“I feel that pop music is missing a bit of ‘realness’ at the moment. So these are all real stories, which come from a real place.”
Mitch James’ journey has taken him from sleeping rough and busking on the streets of Europe, to topping charts, performing sold-out shows, and now, his debut full-length album.
Even before the release of the upcoming record, the Kiwi singer-songwriter has amassed over 30 million streams from the handful of songs he’s shared - including ‘No Fixed Abode’,‘Move On’ and ‘All The Ways To Say Goodbye’.
The new chapter in James’ story begins with the album’s lead single ‘21’. The reflective, acoustic-driven track was co-written in Australia with emerging songwriter Mike Waters and showcases a maturity and growth in James’ song writing abilities. ‘21’ captures the nostalgia Mitch feels towards a period “where you have no worries and don’t know how good you have it,” he describes it as a love letter to the people he’s been close to, and the place he loves most in New Zealand, Dunedin.
On song writing he says “We are in this place with pop where everything feels a bit like a jingle, there are great melodies out there, but there’s no real substance for people to cling on to, I wanted to give people stories - stories that they can relate to.” It makes way for an incredible debut record. A raw and honest collection of songs written over the course of 18months, but based on the tangible experiences of his lifetime.
“All the lyrics mean a lot to me, this is all real s*** that’s happened to me, or to people around me. It’s about me chronicling my own journey but also putting stories into a broader sense so that other people will also understand them.”
It also sees the 23yr old artist pushing new ground in the studio -seeking out some of New Zealand’s most well-known musicians, Ji Fraser and Eli Paewai from Six60. Recorded and produced at the legendary Roundhead Studios in Auckland with Simon Gooding, Fraser and Paewai took on the roles of executive producers, with fellow Six60member Chris Mac also lending a hand.

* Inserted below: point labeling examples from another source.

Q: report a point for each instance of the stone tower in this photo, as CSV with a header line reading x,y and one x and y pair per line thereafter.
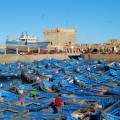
x,y
59,38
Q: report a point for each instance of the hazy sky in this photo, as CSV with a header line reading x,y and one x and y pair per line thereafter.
x,y
96,20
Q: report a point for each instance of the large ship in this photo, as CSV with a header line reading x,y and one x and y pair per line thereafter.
x,y
24,42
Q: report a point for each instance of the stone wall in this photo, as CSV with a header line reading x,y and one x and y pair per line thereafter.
x,y
15,57
108,57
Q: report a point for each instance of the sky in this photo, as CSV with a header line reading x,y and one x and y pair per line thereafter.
x,y
96,21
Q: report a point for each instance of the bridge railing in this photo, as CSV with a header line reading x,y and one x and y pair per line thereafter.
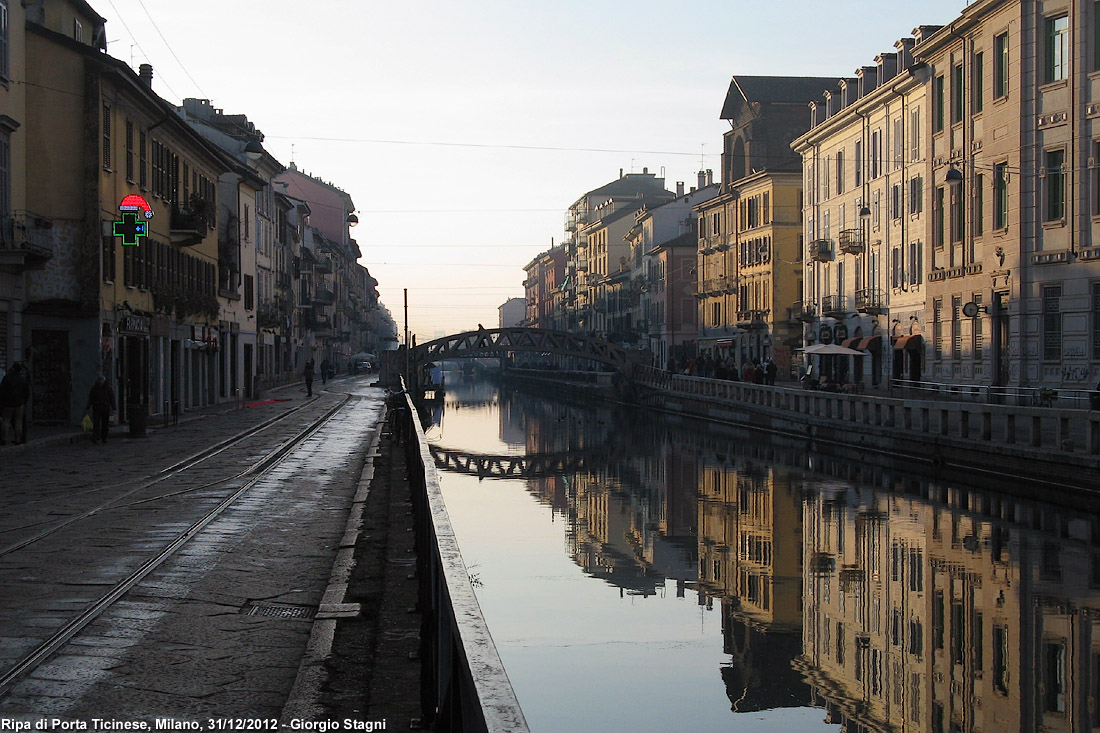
x,y
465,686
1038,429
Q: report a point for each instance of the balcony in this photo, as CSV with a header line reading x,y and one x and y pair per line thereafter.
x,y
835,306
851,241
752,318
870,301
821,250
188,227
25,242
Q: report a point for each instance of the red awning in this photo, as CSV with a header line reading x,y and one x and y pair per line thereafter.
x,y
870,343
913,342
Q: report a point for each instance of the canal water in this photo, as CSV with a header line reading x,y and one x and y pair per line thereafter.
x,y
650,572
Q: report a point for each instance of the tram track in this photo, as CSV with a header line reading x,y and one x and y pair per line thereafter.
x,y
253,473
153,480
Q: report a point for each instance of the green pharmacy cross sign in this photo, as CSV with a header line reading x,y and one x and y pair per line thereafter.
x,y
130,228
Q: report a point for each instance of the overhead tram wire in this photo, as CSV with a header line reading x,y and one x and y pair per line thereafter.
x,y
134,39
168,46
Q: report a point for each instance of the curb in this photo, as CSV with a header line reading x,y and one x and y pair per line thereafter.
x,y
303,702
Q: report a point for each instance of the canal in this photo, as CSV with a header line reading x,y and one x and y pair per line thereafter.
x,y
650,572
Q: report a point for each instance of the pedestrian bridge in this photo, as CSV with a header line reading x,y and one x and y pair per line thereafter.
x,y
503,341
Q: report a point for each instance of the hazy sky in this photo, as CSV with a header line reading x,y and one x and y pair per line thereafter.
x,y
437,117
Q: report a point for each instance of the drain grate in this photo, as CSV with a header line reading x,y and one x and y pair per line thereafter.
x,y
276,611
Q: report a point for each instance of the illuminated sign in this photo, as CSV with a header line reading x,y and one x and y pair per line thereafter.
x,y
130,228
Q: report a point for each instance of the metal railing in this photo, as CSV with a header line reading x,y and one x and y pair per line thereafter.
x,y
1043,428
466,687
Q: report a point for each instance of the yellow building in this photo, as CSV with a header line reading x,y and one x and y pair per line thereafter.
x,y
145,315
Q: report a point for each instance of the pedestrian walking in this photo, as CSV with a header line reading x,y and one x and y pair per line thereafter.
x,y
101,404
308,374
14,392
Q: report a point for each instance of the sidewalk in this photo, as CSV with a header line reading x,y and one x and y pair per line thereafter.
x,y
57,435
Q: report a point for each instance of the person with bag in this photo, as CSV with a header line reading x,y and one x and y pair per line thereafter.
x,y
101,404
14,392
308,374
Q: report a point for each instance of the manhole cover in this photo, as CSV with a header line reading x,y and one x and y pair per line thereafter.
x,y
278,611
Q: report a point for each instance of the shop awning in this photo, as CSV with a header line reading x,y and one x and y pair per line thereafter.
x,y
870,343
913,342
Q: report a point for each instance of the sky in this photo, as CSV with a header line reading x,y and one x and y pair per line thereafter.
x,y
463,131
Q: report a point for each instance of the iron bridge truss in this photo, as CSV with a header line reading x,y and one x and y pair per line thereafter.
x,y
502,341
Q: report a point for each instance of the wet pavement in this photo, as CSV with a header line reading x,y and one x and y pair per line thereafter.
x,y
220,628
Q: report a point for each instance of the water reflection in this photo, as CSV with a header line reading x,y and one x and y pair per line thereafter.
x,y
892,601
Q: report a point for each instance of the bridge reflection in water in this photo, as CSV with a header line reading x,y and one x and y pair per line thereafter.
x,y
849,595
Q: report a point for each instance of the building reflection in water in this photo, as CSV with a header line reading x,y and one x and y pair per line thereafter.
x,y
892,601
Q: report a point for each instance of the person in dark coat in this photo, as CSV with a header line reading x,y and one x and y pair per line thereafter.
x,y
308,374
101,404
14,392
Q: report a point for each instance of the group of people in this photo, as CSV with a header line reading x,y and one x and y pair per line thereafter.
x,y
758,372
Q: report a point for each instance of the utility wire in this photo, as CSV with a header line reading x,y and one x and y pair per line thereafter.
x,y
134,39
168,46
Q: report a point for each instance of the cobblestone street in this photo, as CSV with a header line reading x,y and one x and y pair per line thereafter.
x,y
182,643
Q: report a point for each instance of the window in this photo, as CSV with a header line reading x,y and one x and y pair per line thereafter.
x,y
915,194
1055,185
914,134
1054,677
899,143
107,137
958,221
1001,659
130,151
1052,323
1096,321
937,218
915,263
1056,58
978,83
1001,196
956,327
957,94
937,104
142,176
976,336
4,65
859,162
876,154
979,205
1000,65
937,328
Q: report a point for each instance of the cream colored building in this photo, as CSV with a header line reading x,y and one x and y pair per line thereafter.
x,y
1015,106
866,205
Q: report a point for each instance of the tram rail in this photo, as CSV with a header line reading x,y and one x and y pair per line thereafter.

The record is truly the culmination of all that’s been before, for James. From gigging around Europe in 2016 with barely enough to pay for food, let alone a bed at night, to then being signed by a major label. On the surface, James’ rise through the ranks in the highly competitive world of pop appears to have been at lightning pace. But dig deeper and you’ll find the experiences that stretch
back to his early teens, explaining just why he’s now being touted as one of Kiwi music’s next big success stories.
“In my early years at high school, I didn’t have a lot of mates, so I’d lock myself away in the music centre. I’d grab a guitar, go to a practice room and pull up videos on YouTube and teach myself to play,” James says. Influenced back then by the likes of Ben Harper and Jack Johnson, James worked hard on his craft. In his words, it “kept me out of detention and gave me something positive to focus on.”
James cleaned cars to save enough for a one-way ticket to London and headed off to chase his dream - having never before played a live gig. What followed was three years of hard graft.
“I played 230 gigs, busked more than 100 times. But I also slept on the street for eight weeks, was robbed twice, beaten up once, and witnessed a stabbing.”
James’ big break came when someone at Sony Music back in New Zealand spotted a video he’d uploaded to Facebook.
His first song ‘No Fixed Abode’ hit #1 on Spotify’s Viral Chart, has racked up more than 17 million streams and is now certified gold in Sweden. In December 2016, he followed it up with his official debut ‘Move On’, which achieved #1 NZ airplay and #2 in the Spotify Viral Chart. It’s since had more than 2.5 million streams on Spotify, while ‘All The Ways To Say Goodbye’ has topped more than six million.
Skip forward to 2018, and the charismatic singer from Auckland has chalked up an incredible list of accolades, from a ‘Best Pop Artist’ nomination at the 2017 VNZMAs, to performing at New Zealand’s biggest festivals, including Rhythm & Vines and Bay Dreams, a
nationwide headline tour in a Kombi van, and playing to over 100 thousand when he opened for Ed Sheeran’s three stadium shows in Dunedin.